Millions poured in and gushed out. So precisely does the GAA now conduct its business that a farm has been purchased in north county Dublin, just to ensure the quality of its pitches.
There are club players around the country entitled to wonder if the leadership now pay more attention to the grass in Croke Park than to them.
Numbers are cold and corporate. Of course an organisation must be properly run, and by the measures contained within the rows and columns of a balance sheet, the GAA is expertly guided.
But figures fixed in black and white are no defence against the problems building in Ireland’s most important sporting and cultural force.
Those numbers won’t impress club players desperate for a match. Long before we reach April, supposedly designated for players in the new GAA dispensation, the plight of these tens of thousands, the silent people, looks as grim as ever.
In Mayo, for instance, officials released their club fixtures proposals at the end of January. The first round of the local championships is set for April 7 and 8, but were Mayo to reach the All-Ireland final, the second round would be played across September 15 and 16.
Clubs will get their chance to discuss the plans at a board meeting this month, and a blizzard of angry protest must be inevitable.
But there is only so much anger the local units can express; the insurmountable problem is that under current structures the club game, and the inter-county game and its attendant demands, are simply incompatible.
Mayo’s case is not an exceptional one, and the frustration buried like mould into the club game there is spread across the island.
A slew of big numbers trumpeted by Croke Park are no use to them.
Nor will they impress the constituency who believe the Sky TV deal was unprincipled and an act of betrayal.
News of rude financial health won’t inspire the volunteers who dedicate a great part of their days to the native sports.
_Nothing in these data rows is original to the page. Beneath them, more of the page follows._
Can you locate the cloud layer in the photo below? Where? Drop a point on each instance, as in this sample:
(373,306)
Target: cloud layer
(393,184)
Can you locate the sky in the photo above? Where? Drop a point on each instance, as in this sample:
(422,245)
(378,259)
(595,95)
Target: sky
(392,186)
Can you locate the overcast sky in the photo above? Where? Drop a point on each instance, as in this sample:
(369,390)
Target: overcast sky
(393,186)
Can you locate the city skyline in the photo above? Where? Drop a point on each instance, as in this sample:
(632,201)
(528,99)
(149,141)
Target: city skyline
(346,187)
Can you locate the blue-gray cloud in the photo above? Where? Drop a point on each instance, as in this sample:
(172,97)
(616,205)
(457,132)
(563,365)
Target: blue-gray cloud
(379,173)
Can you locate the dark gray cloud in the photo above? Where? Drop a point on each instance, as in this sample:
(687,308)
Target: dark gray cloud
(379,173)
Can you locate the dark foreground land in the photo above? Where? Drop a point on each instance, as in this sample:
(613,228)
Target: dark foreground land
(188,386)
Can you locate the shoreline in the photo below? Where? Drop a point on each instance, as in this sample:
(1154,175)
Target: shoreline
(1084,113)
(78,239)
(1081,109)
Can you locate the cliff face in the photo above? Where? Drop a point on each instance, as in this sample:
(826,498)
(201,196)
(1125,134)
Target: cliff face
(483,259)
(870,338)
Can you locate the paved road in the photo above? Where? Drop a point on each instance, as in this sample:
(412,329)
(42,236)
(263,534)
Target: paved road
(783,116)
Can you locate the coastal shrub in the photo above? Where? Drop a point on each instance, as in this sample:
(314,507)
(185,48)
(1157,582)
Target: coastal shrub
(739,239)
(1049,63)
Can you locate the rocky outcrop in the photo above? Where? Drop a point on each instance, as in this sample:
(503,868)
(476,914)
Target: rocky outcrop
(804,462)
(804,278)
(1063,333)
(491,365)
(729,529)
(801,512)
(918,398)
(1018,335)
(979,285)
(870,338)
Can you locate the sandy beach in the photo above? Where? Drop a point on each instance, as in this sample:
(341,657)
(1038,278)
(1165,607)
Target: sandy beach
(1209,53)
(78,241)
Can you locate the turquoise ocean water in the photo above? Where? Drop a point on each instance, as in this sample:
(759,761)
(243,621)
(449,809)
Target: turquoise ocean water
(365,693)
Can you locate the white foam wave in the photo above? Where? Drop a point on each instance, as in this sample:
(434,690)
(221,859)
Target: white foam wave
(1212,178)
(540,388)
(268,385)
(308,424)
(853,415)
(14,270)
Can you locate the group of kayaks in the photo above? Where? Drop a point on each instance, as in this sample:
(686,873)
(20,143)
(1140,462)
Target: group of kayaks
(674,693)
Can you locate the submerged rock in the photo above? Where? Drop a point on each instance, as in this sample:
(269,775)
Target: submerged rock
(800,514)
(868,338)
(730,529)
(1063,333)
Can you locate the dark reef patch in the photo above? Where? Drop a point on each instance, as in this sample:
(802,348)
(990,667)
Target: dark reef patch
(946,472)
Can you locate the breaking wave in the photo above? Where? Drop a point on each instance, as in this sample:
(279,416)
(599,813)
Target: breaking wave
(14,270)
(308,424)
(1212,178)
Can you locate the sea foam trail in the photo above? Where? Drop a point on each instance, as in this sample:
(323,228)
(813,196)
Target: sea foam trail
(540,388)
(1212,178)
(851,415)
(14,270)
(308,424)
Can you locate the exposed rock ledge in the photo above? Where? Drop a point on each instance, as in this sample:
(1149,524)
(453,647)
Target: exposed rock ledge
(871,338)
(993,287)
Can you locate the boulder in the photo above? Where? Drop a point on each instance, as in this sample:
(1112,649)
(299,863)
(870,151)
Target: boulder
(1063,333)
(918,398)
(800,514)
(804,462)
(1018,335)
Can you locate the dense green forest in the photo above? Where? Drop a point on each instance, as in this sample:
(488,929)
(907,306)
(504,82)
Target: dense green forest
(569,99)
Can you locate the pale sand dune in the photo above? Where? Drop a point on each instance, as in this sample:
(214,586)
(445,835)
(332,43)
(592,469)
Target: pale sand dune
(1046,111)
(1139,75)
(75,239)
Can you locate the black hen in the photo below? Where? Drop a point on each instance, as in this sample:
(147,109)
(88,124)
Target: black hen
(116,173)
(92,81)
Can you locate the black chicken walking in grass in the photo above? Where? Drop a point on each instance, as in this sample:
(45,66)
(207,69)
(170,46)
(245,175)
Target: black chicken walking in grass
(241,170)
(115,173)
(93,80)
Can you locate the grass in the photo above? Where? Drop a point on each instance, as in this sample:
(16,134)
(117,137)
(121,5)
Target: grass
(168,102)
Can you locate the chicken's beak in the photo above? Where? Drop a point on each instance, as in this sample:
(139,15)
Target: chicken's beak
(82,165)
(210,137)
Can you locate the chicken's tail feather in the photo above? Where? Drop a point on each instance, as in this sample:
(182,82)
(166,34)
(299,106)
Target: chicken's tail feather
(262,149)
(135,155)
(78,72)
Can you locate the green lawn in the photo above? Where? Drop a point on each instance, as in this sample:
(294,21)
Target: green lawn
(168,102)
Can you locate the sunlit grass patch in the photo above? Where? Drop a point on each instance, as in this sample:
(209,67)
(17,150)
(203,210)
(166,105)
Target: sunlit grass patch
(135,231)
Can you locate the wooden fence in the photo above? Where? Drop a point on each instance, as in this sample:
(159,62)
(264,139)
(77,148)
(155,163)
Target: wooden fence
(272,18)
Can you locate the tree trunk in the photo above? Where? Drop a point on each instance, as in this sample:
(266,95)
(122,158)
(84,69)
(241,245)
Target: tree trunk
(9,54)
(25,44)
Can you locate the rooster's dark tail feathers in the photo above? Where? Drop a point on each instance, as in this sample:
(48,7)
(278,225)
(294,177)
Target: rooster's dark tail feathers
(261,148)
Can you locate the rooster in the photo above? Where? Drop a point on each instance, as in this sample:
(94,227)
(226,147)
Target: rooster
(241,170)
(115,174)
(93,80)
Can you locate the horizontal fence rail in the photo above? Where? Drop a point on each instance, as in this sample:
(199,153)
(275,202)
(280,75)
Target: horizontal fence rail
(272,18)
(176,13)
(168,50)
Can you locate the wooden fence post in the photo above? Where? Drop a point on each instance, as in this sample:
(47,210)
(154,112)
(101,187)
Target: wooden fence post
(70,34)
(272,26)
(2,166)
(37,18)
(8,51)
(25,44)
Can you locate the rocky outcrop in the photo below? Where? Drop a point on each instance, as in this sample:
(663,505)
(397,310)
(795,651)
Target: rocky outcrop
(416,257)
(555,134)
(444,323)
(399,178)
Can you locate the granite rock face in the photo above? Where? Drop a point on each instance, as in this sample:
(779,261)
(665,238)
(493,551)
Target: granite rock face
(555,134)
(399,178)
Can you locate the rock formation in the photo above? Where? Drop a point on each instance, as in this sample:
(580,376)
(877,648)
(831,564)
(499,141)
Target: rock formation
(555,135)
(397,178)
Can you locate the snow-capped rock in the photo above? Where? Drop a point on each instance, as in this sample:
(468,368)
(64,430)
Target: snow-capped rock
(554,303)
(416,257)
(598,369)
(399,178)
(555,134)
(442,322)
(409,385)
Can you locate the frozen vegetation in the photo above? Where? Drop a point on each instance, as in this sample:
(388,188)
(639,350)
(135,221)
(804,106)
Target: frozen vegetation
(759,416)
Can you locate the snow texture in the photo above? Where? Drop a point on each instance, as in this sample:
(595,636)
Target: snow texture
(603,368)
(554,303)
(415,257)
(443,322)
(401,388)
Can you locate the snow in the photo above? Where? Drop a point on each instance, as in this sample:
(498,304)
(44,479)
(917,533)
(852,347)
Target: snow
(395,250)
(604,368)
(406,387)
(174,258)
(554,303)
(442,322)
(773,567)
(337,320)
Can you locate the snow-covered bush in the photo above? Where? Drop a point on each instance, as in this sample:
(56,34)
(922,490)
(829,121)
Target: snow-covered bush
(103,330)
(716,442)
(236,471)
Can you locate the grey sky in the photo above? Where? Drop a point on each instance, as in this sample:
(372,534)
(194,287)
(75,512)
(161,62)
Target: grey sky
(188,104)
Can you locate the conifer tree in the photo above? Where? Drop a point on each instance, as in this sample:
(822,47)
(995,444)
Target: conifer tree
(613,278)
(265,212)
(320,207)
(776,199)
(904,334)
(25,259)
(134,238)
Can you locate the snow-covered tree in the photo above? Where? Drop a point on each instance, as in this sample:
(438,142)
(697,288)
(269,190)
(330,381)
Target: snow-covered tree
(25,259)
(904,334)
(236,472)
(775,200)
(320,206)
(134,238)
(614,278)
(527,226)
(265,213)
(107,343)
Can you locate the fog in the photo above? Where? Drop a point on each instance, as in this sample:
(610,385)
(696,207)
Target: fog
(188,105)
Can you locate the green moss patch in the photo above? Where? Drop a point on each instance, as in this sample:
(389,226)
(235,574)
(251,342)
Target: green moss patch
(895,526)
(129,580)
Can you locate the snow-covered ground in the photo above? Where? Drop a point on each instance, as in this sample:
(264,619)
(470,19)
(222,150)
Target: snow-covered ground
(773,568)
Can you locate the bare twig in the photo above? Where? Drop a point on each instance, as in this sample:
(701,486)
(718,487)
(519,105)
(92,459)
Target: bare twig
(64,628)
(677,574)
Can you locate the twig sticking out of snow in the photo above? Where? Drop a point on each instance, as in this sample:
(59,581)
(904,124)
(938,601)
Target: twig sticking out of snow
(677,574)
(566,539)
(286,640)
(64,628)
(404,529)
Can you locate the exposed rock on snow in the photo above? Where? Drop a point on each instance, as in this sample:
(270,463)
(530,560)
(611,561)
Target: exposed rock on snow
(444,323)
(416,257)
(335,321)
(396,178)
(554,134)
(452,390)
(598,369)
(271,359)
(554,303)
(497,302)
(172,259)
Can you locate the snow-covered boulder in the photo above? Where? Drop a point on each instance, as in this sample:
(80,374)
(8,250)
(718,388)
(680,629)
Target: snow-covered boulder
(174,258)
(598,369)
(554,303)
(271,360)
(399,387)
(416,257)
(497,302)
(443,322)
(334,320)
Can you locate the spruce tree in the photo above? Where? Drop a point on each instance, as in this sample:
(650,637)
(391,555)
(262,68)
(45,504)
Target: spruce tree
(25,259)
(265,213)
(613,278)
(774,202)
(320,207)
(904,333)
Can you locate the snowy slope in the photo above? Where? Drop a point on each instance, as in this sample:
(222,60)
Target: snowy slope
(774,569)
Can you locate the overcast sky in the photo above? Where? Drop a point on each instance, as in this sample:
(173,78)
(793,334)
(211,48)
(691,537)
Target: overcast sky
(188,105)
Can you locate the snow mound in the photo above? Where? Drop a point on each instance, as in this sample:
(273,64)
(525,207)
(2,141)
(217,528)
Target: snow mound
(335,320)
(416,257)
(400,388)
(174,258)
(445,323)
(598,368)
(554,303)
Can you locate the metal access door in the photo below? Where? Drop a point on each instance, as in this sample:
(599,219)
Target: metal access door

The GAA has a meaning in their lives and communities far beyond the lines of the playing field or the rule-making of Congress.
Nothing illustrates the schism in modern Gaelic games better than the annual financial report. In the prevailing climate, where accusations grow that the leadership of the association answers to corporate urges, a glossy celebration of financial might causes unease.
This is less than a fortnight after outgoing director general Páraic Duffy issued his last report, one that made no mention of the Club Players’ Association.
This is despite the CPA attracting a membership of over 25,000, and the fact that their establishment answered a need for representation that the GAA itself has consistently failed to meet.
The search for Duffy’s successor was complicated by a confusing job spec, and while that role is being filled, the leadership position in the GPA has become vacant.
In addressing the questions that have confounded the GAA for years, no two roles will be more important.
The concerns and arguments of the CPA need to be heeded, but these are two jobs funded by the people who attend matches.
Not only is it vital that they are adequately filled, the salaries both positions attract should also be made public.
This demand has been made of director generals in the past and gone unheeded. There are certain numbers the GAA are not so keen to broadcast.
But they should. Supporters are entitled to know where their money goes, and the extent to which it supports the leadership of an association to which most give their time for nothing.
The GPA are receiving millions from the GAA, money that, again, comes from the ceaseless efforts of thousands of volunteers.
Making these salaries public won’t banish the existential problems facing the GAA, but people are entitled to know the cost of leadership that must solve them.